CERTAIN RELATIONSHIPS AND RELATED PARTY TRANSACTIONS
On August 4, 2021, our sponsor purchased an aggregate of 7,187,500 founder shares for a purchase price of $25,000, or approximately $0.003 per share. The number of founder shares outstanding was determined based on the expectation that the total size of this offering would be a maximum of 28,750,000 units if the underwriters’ over-allotment option is exercised in full, and therefore that such founder shares would represent 20% of the outstanding shares after this offering. On November 21, 2021, the sponsor surrendered 2,966,667 founder shares for cancellation for nominal consideration. Pala and Roth have committed to purchase 2,666,667 and 300,000 founder shares, respectively, in a private placement that will close simultaneously with the closing of this offering. On [ ], 2021, we entered into a securities subscription agreement with Roth, pursuant to which Roth will purchase 300,000 founder shares in a private placement that will close simultaneously with the closing of this offering. Additionally, on [ ], 2021, we entered into a securities subscription agreement with Pala, pursuant to which Pala will purchase 2,666,667 founder shares in a private placement that will close simultaneously with the closing of this offering. Up to 937,500 of the founder shares will be forfeited by our sponsor depending on the extent to which the underwriters’ over-allotment is exercised. No founder shares acquired by Pala or Roth will be subject to any such forfeiture. The founder shares will be worthless if we do not complete an initial business combination. The founder shares to be issued to Roth are deemed underwriters’ compensation by FINRA pursuant to FINRA Rule 5110 and are subject to the restrictions imposed by that rule.
If we increase or decrease the size of the offering, we will effect a share dividend or share contribution back to capital or other appropriate mechanism, as applicable, with respect to our Class B ordinary shares immediately prior to the consummation of this offering in such amount as to maintain the number of founder shares at 20% of our issued and outstanding ordinary shares upon the consummation of this offering.
Our sponsor, Pala, Cantor and Roth have committed to fund $12,500,000 in the aggregate (or $14,000,000 if the underwriters’ over-allotment option is exercised in full) and purchase an aggregate of 12,500,000 private placement warrants (or 14,000,000 warrants if the underwriters’ over-allotment option is exercised in full)), each exercisable to purchase one Class A ordinary share at $11.50 per share, in a private placement that will close simultaneously with the closing of this offering. Of this amount, our sponsor will purchase an aggregate of 6,500,000 private placement warrants (or 7,700,000 warrants if the underwriters’ over-allotment option is exercised in full), Pala will purchase an aggregate of 3,000,000 private placement warrants, Cantor will purchase an aggregate of 2,000,000 private placement warrants (or 2,300,000 warrants if the underwriters’ over-allotment option is exercised in full) and Roth will purchase an aggregate of 1,000,000 private placement warrants. The private placement warrants (including the Class A ordinary shares issuable upon exercise of the private placement warrants) may not, subject to certain limited exceptions, be transferred, assigned or sold until 30 days after the completion of our initial business combination.

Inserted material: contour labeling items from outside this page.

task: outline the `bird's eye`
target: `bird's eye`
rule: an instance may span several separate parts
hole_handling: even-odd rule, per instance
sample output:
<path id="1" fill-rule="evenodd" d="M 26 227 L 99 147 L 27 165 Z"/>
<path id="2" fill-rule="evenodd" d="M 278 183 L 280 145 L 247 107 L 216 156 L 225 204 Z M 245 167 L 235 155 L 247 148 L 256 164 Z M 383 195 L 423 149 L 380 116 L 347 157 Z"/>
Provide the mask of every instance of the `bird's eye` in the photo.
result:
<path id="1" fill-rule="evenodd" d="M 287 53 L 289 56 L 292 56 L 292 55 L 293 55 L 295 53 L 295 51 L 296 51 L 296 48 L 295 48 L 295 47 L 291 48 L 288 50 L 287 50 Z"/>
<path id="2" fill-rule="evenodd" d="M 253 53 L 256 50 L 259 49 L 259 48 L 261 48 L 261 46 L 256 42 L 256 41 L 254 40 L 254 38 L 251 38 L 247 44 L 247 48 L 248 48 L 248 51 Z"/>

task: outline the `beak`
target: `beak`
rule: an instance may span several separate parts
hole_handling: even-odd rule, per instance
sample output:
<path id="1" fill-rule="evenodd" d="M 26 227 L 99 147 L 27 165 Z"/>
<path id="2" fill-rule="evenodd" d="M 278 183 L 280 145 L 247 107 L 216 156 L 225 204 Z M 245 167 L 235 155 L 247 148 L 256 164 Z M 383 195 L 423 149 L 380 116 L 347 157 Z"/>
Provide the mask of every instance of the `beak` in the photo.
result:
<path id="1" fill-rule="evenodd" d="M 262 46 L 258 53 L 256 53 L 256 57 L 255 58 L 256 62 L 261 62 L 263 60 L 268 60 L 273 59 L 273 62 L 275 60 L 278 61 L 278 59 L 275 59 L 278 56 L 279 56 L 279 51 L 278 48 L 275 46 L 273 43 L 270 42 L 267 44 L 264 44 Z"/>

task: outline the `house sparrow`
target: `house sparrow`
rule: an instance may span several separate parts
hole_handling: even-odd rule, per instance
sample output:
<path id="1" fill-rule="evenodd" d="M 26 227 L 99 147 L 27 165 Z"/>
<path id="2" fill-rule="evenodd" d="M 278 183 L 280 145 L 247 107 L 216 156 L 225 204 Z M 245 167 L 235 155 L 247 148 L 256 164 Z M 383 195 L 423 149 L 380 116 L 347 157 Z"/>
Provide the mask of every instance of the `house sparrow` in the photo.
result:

We currently utilize office space at 51 NW 26th Street, Suite 533, Miami, Florida 33127 from our sponsor and the members of our management team. Subsequent to the closing of this offering, we will pay our sponsor $15,000 per month for office space, secretarial and administrative services provided to members of our management team. Upon completion of our initial business combination or our liquidation, we will cease paying these monthly fees.
No compensation of any kind, including finder’s and consulting fees, will be paid by the Company to our sponsor, executive officers and directors, or any of their respective affiliates, for services rendered prior to or in connection with the completion of an initial business combination. However, these individuals will be reimbursed for any out-of-pocket expenses incurred in connection with activities on our behalf such as identifying potential target businesses and performing due diligence on suitable business combinations. Our audit committee will review on a quarterly basis all payments that are made to our sponsor, executive officers, directors or our or their affiliates.